To my mother I said, “Remember when I picked flowers from the neighbors’ yards and gave them to you as a gift, telling you that I had found them in the gully? You took me by the hand and patiently asked me to show you where. We walked and walked until I burst out crying and told you the truth. You weren’t angry but you were resolute in teaching me the importance of telling the truth. That lesson has stayed with me and I am so grateful for all that you have taught me about honesty, integrity and the gift of direct teaching.”
WE ALL CRIED and ate birthday cake. It was such a simple thing. Yet most people wait until they are lying on their death-bed to tell the truth, to express their love and gratefulness, to forgive or to bless each other.

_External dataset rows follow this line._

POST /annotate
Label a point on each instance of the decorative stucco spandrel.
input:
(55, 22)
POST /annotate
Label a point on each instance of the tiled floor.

Conferring Blessing Practice
THE PRACTICE GIVEN TO US by VeZot HaBrakha is to first imagine the blessings you might give from your death-bed, and then begin communicating those blessings. “Therefore, turn today, because tomorrow you may die.” Write a letter, make a phone call. Or perhaps the person you’d like to bless is sitting in the next room.
AND NOW, we arrive at the last words of our journey — “Never again did there arise in Israel a prophet like Moses, whom YHVH singled out, face to face…” But wait! Don’t you remember that this is not a story about someone else or some other time? It is a story about you right now. Never before and never again will there arise a prophet like YOU. God has seen your true face. God has sent you to confront Pharaoh. God has blessed you with great might and awesome power.
Receiving Blessing Practice
THE FINAL PRACTICE of Torah Journeys is for you to receive this blessing as God says to each of us, “You are My Beloved, unique and precious to Me. I will draw you from the waters of unconsciousness; I will lead you through the wilderness; I will mourn your passing and celebrate your incomparable life; I will lift you up on eagle’s wings and welcome you home.”